4 – A PEC do teto de gastos vai atingir igualmente ricos e pobres?

Rodrigo Valença: Não. Por uma questão simples: quem mais depende de investimentos em serviços públicos básicos é o pobre. Sua (pouca) esperança também será congelada.

Vitor Costa: Cabe deixar claro que o objetivo da PEC não é beneficiar determinada classe social, a verdade é que seu objetivo é ajustar a situação econômica do país pelo viés do controle do gasto público (política fiscal) de modo que possa reduzir o déficit e o endividamento públicos usando do mecanismo de tetos/limites de crescimento. O resultado dos efeitos da PEC sobre as classes sociais estará correlacionado às decisões governamentais, às escolhas. Os pobres, por exemplo, poderão não sofrer efeitos negativos, caso as escolhas sejam direcionadas às políticas que tenham reflexo nesta classe social. Além disso, a aposta da PEC é de que com o equilíbrio das contas, a economia poderá se estabilizar, voltar ao caminho do crescimento, viabilizando a diminuição do desemprego, menores taxas de juros, volta ao controle da inflação e incentivo à retomada de investimentos privados. Estes fatores acabam por auxiliar todas as classes sociais, inclusive os pobres.

5 – De que forma a PEC vai impactar no salário mínimo?

Rodrigo Valença: Caso o Estado não cumpra os limites propostos, o salário mínimo só poderá ser reajustado de acordo com a inflação. Ou seja, também será congelado. O aumento real do salário mínimo foi o responsável por uma mudança social e comportamental da população brasileira, dando condições ao assalariado de baixa renda de usufruir de serviços e produtos inimagináveis em outras épocas. É um lado perverso da PEC, mais uma vez trazendo prejuízos para as classes sociais mais baixas e apontando para uma tendência de desconstrução de conquistas sociais.

Vitor Costa: Sem dúvidas impactará, já que os crescimentos reais não terão mais vinculação a um índice. Atualmente, o salário mínimo é reajustado pela inflação do ano anterior (até aí tudo igual) somado da variação percentual positiva do Produto Interno Bruto (PIB) de dois anos anteriores.

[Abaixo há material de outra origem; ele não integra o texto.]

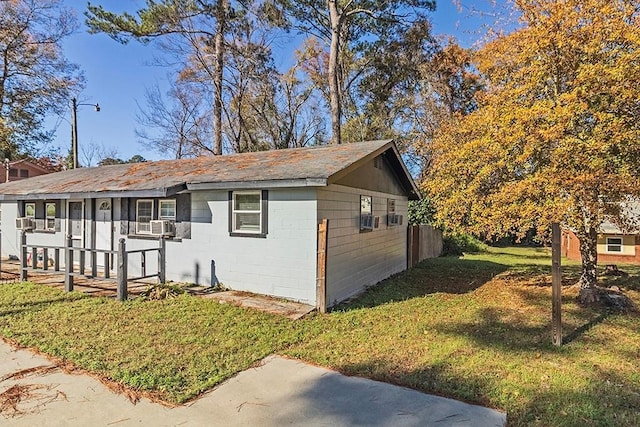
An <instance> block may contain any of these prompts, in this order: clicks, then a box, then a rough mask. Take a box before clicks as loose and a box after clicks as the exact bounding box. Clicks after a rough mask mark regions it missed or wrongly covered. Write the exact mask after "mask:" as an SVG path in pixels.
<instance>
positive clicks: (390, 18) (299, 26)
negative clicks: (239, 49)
mask: <svg viewBox="0 0 640 427" xmlns="http://www.w3.org/2000/svg"><path fill="white" fill-rule="evenodd" d="M278 3H279V4H281V5H282V6H283V8H284V10H285V11H286V17H287V18H288V23H289V25H291V26H293V27H295V28H297V29H298V30H300V31H302V32H304V33H306V34H308V35H313V36H315V37H318V38H319V39H320V40H323V41H324V42H325V43H327V44H328V46H329V56H328V58H327V60H326V63H325V66H326V78H327V80H325V84H326V85H327V87H328V91H327V95H328V97H329V109H330V112H331V130H332V136H331V142H332V143H336V144H339V143H340V142H341V140H342V134H341V126H342V120H343V117H344V116H343V107H344V105H343V104H344V101H345V97H346V96H347V94H346V92H347V90H348V87H349V85H350V84H351V83H352V82H353V81H354V79H353V76H348V75H347V70H348V67H346V66H345V65H347V62H351V65H356V66H357V68H356V71H355V74H356V76H358V75H359V74H360V73H362V71H363V69H365V68H366V67H367V66H370V65H371V63H372V61H373V60H374V59H375V58H376V56H377V55H380V54H381V53H384V52H387V50H386V49H387V48H391V47H392V44H391V43H386V41H389V40H391V41H396V40H397V37H394V35H395V34H397V32H398V31H402V30H403V29H404V28H405V27H407V26H412V25H418V26H419V27H421V29H422V30H423V31H424V30H427V33H426V34H424V36H425V37H428V30H429V27H428V26H425V25H421V24H420V23H424V22H427V17H426V13H427V12H429V11H432V10H434V9H435V2H434V1H433V0H394V1H382V2H380V1H375V0H350V1H338V0H328V1H325V0H280V1H279V2H278ZM383 47H384V48H383ZM381 48H383V49H381ZM389 53H391V51H389ZM365 56H366V59H364V60H363V57H365ZM392 63H395V64H397V62H396V61H393V62H392ZM392 75H393V74H392ZM377 87H382V85H377Z"/></svg>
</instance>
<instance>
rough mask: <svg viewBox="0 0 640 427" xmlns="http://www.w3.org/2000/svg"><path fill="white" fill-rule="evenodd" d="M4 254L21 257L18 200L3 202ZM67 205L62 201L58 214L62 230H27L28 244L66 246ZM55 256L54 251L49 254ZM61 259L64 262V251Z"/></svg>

Com a PEC, as variações do salário mínimo obedecerão à mesma regra das demais despesas primárias. Podendo ganhar aumento real sim, a depender das escolhas do governante, e somente, no máximo o reajuste da inflação do ano anterior, se o governo exceder o seu teto global. A perspectiva é que com uma economia equilibrada, se gere um ambiente macroeconômico favorável que seja possível aumentar a empregabilidade e restabelecer o aumento do salário real. Nada adianta os salários aumentarem sem crescimento do país, convivendo com juros altos e baixa produtividade, o efeito é contrário, mais inflação, mais desemprego, menos crescimento, mais crise.